Training infrastructure includes NVIDIA H100 GPUs with Fully-Sharded Data Parallel (FSDP), tensor, sequence, and expert parallelism to support large-scale hybrid and MoE architectures. The paper does not provide optimizer specifics or learning-rate schedules, but notes that RMS normalization (RMSNorm) is critical for stabilizing Mamba modules during training; insertion of RMSNorm inside each Mamba block's internal activations was essential to avoid loss spikes (Lieber et al., 2024).
4. Performance on Benchmarks
Jamba-7B attains leading performance among models of comparable (or much greater) size on standard academic benchmarks. On zero-shot and few-shot tasks, it matches or exceeds models such as Mixtral-8×7B (46.7B/12.9B), Llama-2 70B, and Gemma 7B, while maintaining higher efficiency:
| Model | Active Params | HellaSwag | WinoGrande | PIQA | MMLU | GSM8K | BoolQ |
|---|---|---|---|---|---|---|---|
| Jamba-7B | 12B | 87.1 | 82.5 | 83.2 | 67.4 | 59.9 | 88.2 |
| Mixtral | 12.9B | 86.7 | 81.2 | 83.0 | 70.6 | 60.4 | 88.4 |
| Llama-2 70B | 70B | 85.3 | 80.2 | 82.8 | 69.8 | 55.3 | 85.0 |
| Gemma 7B | 7B | 81.2 | 72.3 | 81.2 | 64.3 | 54.5 | 87.2 |
In long-context "needle-in-a-haystack" tasks, Jamba-7B retains over 95% exact-match recall at up to 256K token positions despite having only four attention layers. For naturalistic QA (3-shot, context lengths up to 62K), it slightly outperforms Mixtral on aggregate F1 (0.44 vs. 0.43) while operating at triple the speed (Lieber et al., 2024).
5. Architectural Ablations and Insights
Ablation studies confirm that the hybridization strategy is critical for both efficiency and quality. At small (1.3B) and moderate (7B) scale, 1:7 and 1:3 attention:Mamba hybrids outperform pure attention or pure Mamba alternatives on all measured tasks.
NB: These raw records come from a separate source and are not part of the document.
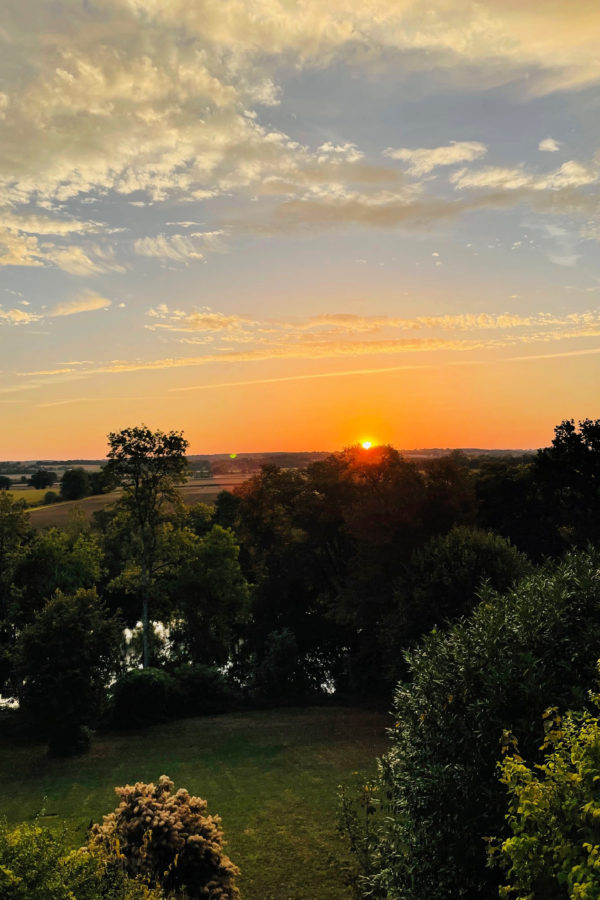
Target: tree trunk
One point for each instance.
(145, 632)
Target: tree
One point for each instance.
(66, 659)
(553, 851)
(55, 560)
(534, 647)
(148, 465)
(168, 838)
(35, 863)
(443, 580)
(212, 596)
(74, 484)
(42, 479)
(15, 537)
(568, 476)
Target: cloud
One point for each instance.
(423, 160)
(158, 97)
(179, 248)
(549, 145)
(17, 316)
(199, 320)
(572, 174)
(87, 302)
(335, 336)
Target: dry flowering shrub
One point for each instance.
(168, 839)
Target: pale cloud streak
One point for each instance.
(422, 160)
(334, 337)
(549, 145)
(87, 302)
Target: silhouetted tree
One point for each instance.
(149, 466)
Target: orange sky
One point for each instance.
(296, 225)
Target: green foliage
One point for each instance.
(56, 561)
(280, 674)
(200, 518)
(142, 697)
(35, 864)
(568, 475)
(148, 466)
(534, 647)
(74, 484)
(442, 582)
(554, 814)
(65, 660)
(201, 690)
(169, 839)
(210, 596)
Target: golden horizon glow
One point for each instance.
(294, 267)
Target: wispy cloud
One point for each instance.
(423, 160)
(334, 337)
(87, 302)
(549, 145)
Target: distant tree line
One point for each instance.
(465, 595)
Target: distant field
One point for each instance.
(30, 495)
(272, 776)
(57, 515)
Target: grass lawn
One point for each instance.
(271, 775)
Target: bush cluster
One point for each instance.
(35, 864)
(169, 839)
(438, 791)
(146, 696)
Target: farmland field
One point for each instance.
(271, 775)
(30, 495)
(58, 514)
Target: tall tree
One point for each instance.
(148, 465)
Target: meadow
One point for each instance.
(31, 496)
(57, 515)
(272, 776)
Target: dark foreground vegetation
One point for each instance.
(463, 593)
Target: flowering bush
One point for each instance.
(167, 838)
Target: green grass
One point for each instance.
(271, 775)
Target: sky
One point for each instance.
(295, 225)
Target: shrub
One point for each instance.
(34, 864)
(554, 813)
(438, 791)
(201, 690)
(169, 839)
(142, 697)
(442, 582)
(65, 660)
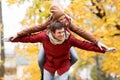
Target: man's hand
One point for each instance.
(100, 45)
(66, 20)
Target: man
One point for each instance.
(58, 14)
(57, 42)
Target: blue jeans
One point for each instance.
(41, 58)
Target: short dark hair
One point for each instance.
(56, 25)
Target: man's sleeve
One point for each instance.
(85, 45)
(82, 33)
(30, 30)
(30, 38)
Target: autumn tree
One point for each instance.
(2, 54)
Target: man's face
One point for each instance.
(59, 34)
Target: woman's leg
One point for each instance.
(48, 75)
(73, 56)
(41, 59)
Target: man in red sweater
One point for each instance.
(56, 42)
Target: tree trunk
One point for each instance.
(2, 71)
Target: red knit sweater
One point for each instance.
(57, 56)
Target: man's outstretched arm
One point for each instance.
(88, 46)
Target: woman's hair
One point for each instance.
(56, 25)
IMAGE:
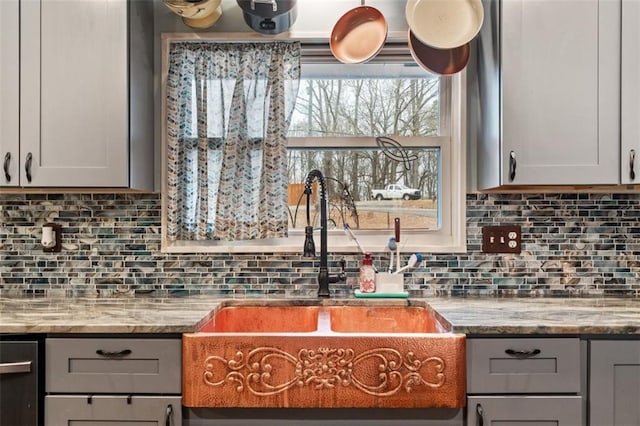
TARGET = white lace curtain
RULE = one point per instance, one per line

MoE addition (16 experts, top-2, every second layer) produces consistent accuracy gains across tasks (e.g., HellaSwag: 66.0 with MoE vs. 62.5 without), and in-context learning (ICL)-sensitive tasks outright fail in pure Mamba networks but are fully recovered by the hybrid, attributed in part to the emergence of copy-induction patterns within the sparse attention layers.
Additional findings include:
- Internal normalization (RMSNorm) is required inside Mamba blocks for loss stability in large-scale hybrid models.
- Explicit positional encodings (e.g., RoPE) provide negligible benefit, as Mamba layers alone suffice to encode relative position information (Lieber et al., 2024).
6. Context and Significance
Jamba-7B represents the first large-scale, production-grade hybrid of Transformer attention, Mamba SSM layers, and sparse MoE. It delivers the empirical accuracy of 70B+ parameter pure-transformer models, accommodates extreme context lengths within attainable hardware budgets (256K tokens on 80GB GPU), and provides up to 3× inference throughput on long-form generation workloads. Support for both standard and long-context benchmarks, paired with easily tunable architectural modularity, positions Jamba-7B as an efficient, flexible foundation for broad LLM research, especially in settings where high throughput and context capacity are limiting constraints. Checkpoints for multiple ablation configurations have been released to encourage further analysis and architectural refinement (Lieber et al., 2024).